The island nation's foreign minister, Felipe Perez Roque, took the opportunity of a rally attended by tens of thousands of Cubans -- perhaps not all willingly -- to criticize the United States. Nothing unusual there, but the reason for the criticism speaks volumes about the differences in a free society and a society held under the thumb of a totalitarian regime.
The foreign minister's vitriol was prompted by the Cuban government's claim that the United States had given 500 short-wave radios to Cubans so they could listen to Radio Marti, a U.S. government-sponsored station run by Cuban exiles in Florida who seek to overthrow Fidel Castro's government.
Recently, issues of access by the news media to facets of the U.S. government have been in the news.

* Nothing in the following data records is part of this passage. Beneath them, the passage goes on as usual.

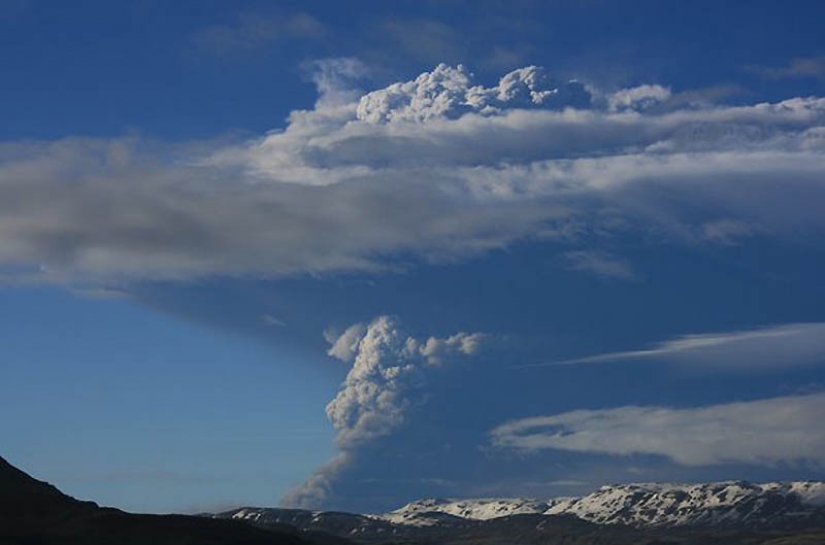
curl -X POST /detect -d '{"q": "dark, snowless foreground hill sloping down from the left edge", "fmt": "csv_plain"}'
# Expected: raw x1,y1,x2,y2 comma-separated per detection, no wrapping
0,458,347,545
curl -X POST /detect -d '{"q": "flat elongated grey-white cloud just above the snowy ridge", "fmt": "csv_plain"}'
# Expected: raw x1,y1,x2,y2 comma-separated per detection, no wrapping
490,393,825,466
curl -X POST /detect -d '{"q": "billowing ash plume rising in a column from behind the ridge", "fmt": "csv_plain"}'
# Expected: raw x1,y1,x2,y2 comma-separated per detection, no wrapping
282,316,484,508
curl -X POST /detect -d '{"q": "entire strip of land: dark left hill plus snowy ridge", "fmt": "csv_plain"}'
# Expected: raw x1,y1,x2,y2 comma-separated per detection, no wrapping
0,458,825,545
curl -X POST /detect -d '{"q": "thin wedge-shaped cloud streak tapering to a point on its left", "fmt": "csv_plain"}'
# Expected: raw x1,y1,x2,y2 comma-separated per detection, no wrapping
540,323,825,369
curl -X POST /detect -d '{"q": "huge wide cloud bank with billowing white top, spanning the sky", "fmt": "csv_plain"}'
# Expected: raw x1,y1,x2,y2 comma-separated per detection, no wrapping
0,65,825,285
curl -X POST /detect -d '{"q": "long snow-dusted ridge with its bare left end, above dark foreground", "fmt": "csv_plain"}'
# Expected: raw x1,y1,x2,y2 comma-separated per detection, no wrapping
215,481,825,542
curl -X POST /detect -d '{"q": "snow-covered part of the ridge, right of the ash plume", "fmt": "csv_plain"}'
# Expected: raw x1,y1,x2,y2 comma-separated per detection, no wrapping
374,481,825,528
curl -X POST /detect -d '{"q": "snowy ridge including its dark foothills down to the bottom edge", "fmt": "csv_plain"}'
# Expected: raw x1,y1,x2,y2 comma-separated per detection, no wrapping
214,481,825,545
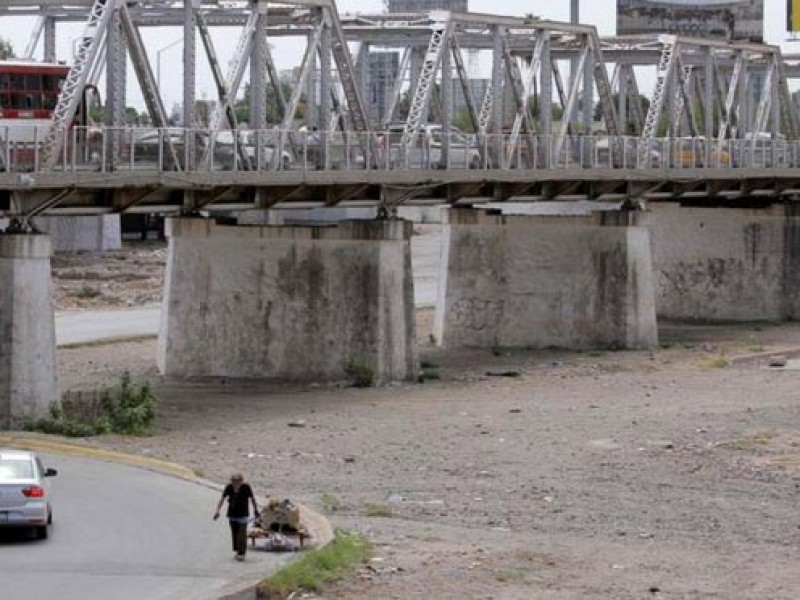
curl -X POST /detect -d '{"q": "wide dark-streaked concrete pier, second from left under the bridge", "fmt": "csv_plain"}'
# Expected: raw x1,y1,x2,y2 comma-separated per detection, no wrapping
158,218,418,383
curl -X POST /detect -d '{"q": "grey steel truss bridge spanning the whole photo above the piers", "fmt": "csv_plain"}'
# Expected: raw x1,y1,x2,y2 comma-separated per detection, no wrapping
0,0,800,220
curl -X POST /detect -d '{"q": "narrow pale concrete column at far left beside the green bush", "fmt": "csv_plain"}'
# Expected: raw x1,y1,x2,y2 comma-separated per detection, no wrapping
0,234,58,428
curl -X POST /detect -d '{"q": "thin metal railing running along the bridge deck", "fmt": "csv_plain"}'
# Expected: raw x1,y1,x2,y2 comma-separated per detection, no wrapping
0,125,800,173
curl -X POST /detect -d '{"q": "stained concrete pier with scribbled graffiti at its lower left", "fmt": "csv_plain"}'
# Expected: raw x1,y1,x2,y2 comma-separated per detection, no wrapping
435,209,658,350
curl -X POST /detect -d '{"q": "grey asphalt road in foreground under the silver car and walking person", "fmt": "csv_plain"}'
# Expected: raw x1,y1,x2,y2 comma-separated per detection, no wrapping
0,456,290,600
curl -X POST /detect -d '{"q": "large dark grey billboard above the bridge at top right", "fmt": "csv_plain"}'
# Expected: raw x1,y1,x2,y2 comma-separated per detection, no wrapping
617,0,764,42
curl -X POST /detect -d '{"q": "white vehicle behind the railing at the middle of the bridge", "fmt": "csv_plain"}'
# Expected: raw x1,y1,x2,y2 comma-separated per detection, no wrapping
383,123,481,169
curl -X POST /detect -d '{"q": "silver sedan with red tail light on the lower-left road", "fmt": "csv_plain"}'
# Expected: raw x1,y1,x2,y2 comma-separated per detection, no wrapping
0,448,57,540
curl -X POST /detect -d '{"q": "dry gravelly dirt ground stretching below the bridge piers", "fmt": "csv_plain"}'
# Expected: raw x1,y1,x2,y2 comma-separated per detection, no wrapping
58,311,800,600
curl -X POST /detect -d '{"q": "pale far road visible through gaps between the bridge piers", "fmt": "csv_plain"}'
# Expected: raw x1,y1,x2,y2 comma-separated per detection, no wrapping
56,226,441,346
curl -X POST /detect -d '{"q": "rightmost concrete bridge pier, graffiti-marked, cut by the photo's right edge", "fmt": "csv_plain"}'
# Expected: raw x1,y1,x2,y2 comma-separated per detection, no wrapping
648,203,800,322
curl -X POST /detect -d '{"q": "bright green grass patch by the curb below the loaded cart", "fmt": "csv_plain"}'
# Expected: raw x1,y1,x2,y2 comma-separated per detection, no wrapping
256,530,372,600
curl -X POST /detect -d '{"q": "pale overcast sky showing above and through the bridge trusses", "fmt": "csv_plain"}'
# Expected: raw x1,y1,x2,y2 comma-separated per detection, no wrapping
0,0,800,110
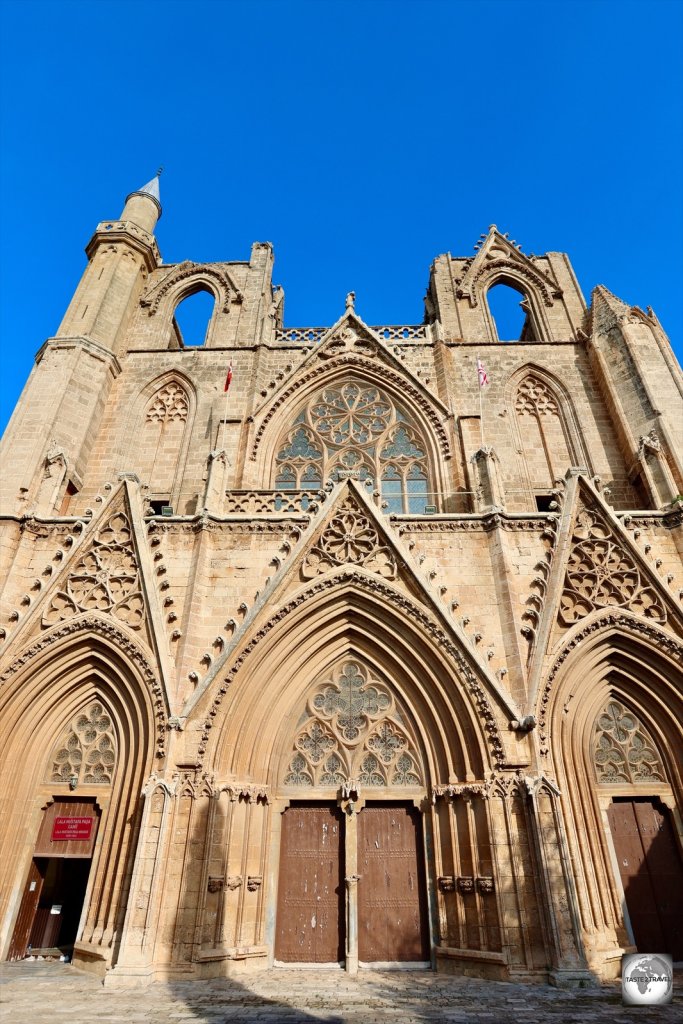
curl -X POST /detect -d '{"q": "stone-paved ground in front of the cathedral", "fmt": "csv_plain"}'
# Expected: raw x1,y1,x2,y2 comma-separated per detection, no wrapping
0,961,683,1024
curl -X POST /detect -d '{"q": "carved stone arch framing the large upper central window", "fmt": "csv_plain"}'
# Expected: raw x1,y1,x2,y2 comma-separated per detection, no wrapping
250,353,451,475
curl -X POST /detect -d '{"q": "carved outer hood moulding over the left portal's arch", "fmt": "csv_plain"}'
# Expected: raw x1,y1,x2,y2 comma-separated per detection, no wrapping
0,615,167,758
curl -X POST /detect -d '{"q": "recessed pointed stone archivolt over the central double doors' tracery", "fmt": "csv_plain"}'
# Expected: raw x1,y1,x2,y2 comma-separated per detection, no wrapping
198,570,504,784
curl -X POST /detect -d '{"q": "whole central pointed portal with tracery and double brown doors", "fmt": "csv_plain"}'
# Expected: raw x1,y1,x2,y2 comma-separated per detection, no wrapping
214,580,489,971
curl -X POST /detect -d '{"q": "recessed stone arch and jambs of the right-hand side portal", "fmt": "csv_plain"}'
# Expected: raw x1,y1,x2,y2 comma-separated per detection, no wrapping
539,612,683,954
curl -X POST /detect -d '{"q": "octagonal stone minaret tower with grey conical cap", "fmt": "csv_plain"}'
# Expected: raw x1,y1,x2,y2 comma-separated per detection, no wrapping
0,171,162,515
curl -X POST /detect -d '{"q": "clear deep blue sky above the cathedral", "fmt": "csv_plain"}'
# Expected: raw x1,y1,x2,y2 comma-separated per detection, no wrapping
0,0,683,429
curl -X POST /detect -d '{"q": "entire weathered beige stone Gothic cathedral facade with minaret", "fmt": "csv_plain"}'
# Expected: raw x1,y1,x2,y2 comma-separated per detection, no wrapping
0,180,683,984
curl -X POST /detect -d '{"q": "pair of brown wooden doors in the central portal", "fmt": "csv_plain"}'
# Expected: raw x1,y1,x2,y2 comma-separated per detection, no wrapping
275,803,429,965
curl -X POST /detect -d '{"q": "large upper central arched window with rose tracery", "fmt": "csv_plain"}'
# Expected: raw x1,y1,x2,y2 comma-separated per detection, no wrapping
274,380,430,514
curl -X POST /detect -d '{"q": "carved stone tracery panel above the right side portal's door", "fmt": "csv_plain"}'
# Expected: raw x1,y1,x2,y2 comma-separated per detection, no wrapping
593,700,666,785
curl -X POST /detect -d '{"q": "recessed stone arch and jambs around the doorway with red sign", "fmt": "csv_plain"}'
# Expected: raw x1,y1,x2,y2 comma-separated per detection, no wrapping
0,616,158,963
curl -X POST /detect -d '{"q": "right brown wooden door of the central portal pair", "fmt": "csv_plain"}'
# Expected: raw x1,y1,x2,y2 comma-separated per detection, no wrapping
358,805,429,964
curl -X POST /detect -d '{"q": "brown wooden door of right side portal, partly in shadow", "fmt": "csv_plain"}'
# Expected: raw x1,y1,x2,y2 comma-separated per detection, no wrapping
608,799,683,961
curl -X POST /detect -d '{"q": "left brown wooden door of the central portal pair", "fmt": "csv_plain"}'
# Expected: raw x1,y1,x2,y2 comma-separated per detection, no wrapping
275,804,344,964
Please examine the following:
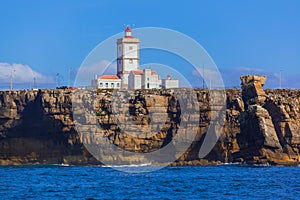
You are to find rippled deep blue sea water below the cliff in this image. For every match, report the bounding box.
[0,165,300,199]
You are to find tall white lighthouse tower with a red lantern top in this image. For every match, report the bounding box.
[117,26,140,88]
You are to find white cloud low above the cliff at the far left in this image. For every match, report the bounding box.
[0,63,54,84]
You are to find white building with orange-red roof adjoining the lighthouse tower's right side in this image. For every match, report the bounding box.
[128,69,162,89]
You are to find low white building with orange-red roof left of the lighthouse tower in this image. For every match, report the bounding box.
[92,75,121,89]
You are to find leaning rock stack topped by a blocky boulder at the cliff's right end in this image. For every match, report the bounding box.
[236,76,300,164]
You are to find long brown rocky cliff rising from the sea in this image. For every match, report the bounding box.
[0,76,300,165]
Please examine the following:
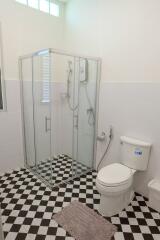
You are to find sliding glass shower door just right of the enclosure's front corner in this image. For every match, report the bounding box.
[51,53,75,185]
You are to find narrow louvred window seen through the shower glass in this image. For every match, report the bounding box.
[42,54,50,103]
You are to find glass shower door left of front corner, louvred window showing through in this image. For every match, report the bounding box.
[33,51,52,181]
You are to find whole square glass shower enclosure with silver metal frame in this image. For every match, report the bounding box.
[19,49,100,187]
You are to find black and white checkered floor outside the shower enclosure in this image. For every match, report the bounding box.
[0,169,160,240]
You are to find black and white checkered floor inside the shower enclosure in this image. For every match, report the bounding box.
[32,155,90,186]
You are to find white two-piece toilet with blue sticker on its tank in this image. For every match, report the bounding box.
[96,136,151,216]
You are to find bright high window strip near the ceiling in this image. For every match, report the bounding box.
[15,0,60,17]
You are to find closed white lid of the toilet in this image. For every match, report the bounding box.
[97,163,134,186]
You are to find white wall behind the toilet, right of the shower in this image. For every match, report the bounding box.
[66,0,160,196]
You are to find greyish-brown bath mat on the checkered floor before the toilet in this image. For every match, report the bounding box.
[53,201,116,240]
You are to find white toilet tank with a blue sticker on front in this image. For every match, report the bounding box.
[120,136,151,171]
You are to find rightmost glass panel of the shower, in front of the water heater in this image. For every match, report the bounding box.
[73,58,98,175]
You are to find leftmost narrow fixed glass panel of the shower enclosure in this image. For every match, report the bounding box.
[21,58,36,168]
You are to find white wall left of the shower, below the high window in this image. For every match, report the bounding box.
[0,0,64,172]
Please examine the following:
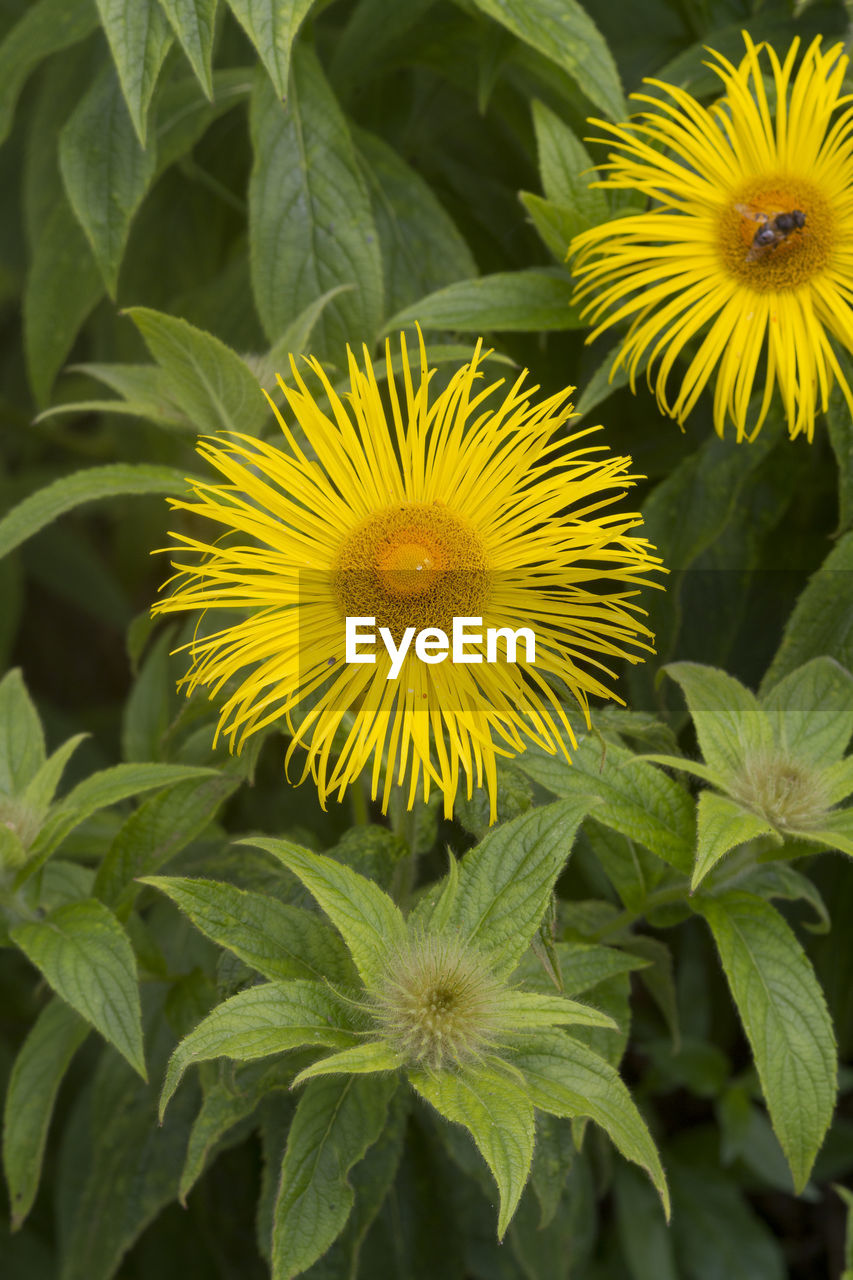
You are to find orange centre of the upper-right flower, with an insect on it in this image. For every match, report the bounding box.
[719,177,836,293]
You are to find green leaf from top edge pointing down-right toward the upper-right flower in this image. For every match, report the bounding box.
[474,0,628,120]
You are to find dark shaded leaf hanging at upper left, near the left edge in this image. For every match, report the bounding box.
[23,192,104,407]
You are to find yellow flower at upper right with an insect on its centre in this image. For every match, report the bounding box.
[570,33,853,440]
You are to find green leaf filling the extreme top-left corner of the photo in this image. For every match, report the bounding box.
[0,0,97,142]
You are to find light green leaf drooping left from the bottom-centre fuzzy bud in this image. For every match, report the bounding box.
[160,978,357,1116]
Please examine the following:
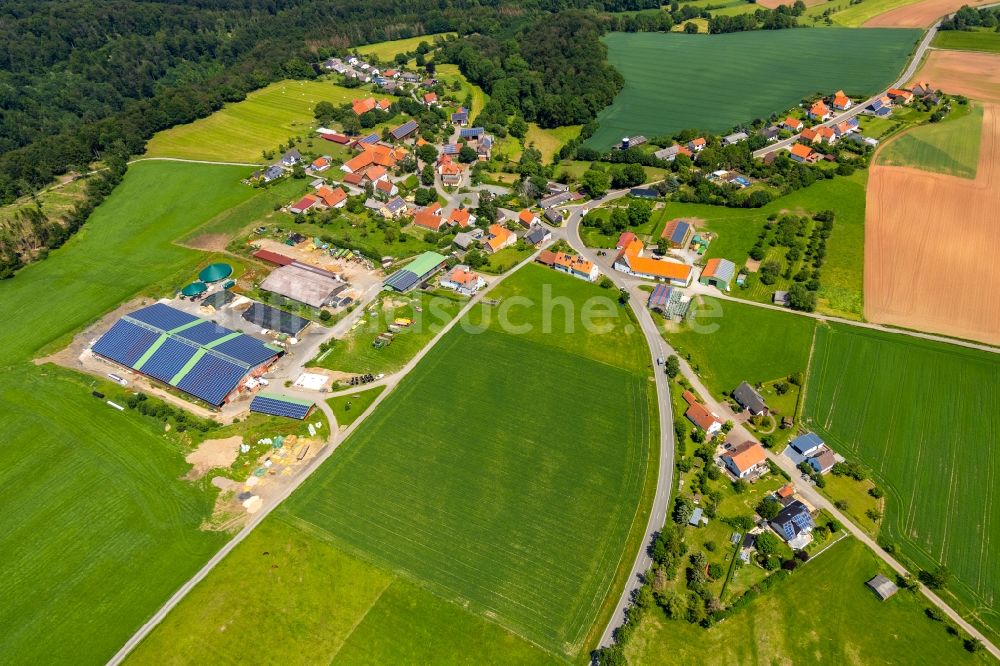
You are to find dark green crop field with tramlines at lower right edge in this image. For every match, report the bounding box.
[805,326,1000,637]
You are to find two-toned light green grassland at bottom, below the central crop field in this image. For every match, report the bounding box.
[129,517,558,665]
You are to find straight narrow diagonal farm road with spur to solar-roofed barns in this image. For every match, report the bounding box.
[108,252,538,665]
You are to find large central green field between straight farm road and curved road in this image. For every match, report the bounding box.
[281,266,652,657]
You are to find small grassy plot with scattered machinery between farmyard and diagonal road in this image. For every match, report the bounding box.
[310,290,467,374]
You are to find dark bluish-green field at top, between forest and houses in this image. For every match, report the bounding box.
[586,28,920,149]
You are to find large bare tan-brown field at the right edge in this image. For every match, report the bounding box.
[865,104,1000,344]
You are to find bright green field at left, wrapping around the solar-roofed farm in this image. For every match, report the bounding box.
[0,162,255,663]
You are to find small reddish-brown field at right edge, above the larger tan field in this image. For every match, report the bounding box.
[913,51,1000,104]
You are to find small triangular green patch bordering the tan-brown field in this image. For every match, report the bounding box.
[878,104,983,178]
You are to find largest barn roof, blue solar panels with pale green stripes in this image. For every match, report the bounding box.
[91,303,283,406]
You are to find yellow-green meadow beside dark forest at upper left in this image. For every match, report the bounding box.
[146,80,390,163]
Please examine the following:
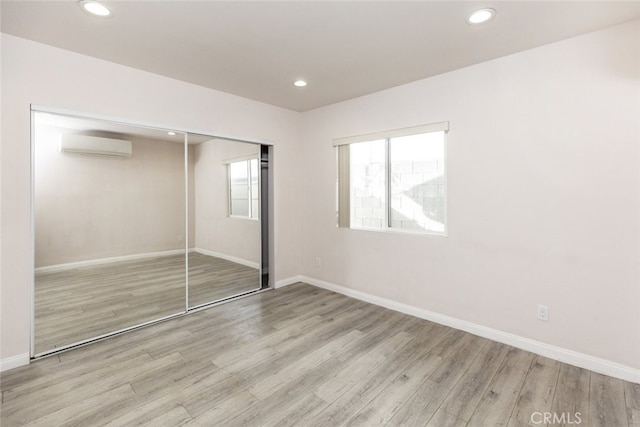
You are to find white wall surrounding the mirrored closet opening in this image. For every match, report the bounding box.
[0,34,301,361]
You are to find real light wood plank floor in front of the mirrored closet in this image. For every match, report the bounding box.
[0,284,640,427]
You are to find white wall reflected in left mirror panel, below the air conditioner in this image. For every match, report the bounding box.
[34,126,185,268]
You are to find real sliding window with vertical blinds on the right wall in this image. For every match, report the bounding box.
[334,122,449,234]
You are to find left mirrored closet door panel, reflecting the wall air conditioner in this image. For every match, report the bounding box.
[33,112,186,354]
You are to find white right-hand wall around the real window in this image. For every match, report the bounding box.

There have been complaints that officials in the Bush administration have cut off access to information about operations that involve terrorism and about terrorists who are captured. Other news-media complaints have been leveled at U.S. military brass over access -- or the lack of it -- to hot zones in the war on terrorism.
Whether Americans agree or disagree with the government's reasons for secrecy when it comes to its wartime actions, most Americans would readily recognize that they have access to information on both sides of the issue. And, having this information, they can make up their own minds.
In Cuba, however, the government has attempted for years to control its citizens' access to information.
Make no mistake about it: Radio Marti is not what you would call a balanced, rational presentation of Cuban affairs. It is clearly anti-Castro and pro-democracy. Its broadcasts don't include viewpoints that oppose the general premise that the existing government in Cuba needs to be overthrown.
But in a free society, the arguments of such a radio station would be balanced by equally free expression of opposing points of view.
Castro and his top officials take the view that the people are only entitled to know what the government thinks is good for them to know. Radio Marti is not on the list of "good things to know." This same hard line is evident in Cuban newspapers and radio and TV broadcasts.
In some ways, the Cuban clamp on information is similar to German attempts in the 1930s to cut off Jews confined to ghettos where reading a newspaper or listening to a radio were offenses punishable by death.
The fear of a free flow of information can be as destructive as terrorism itself.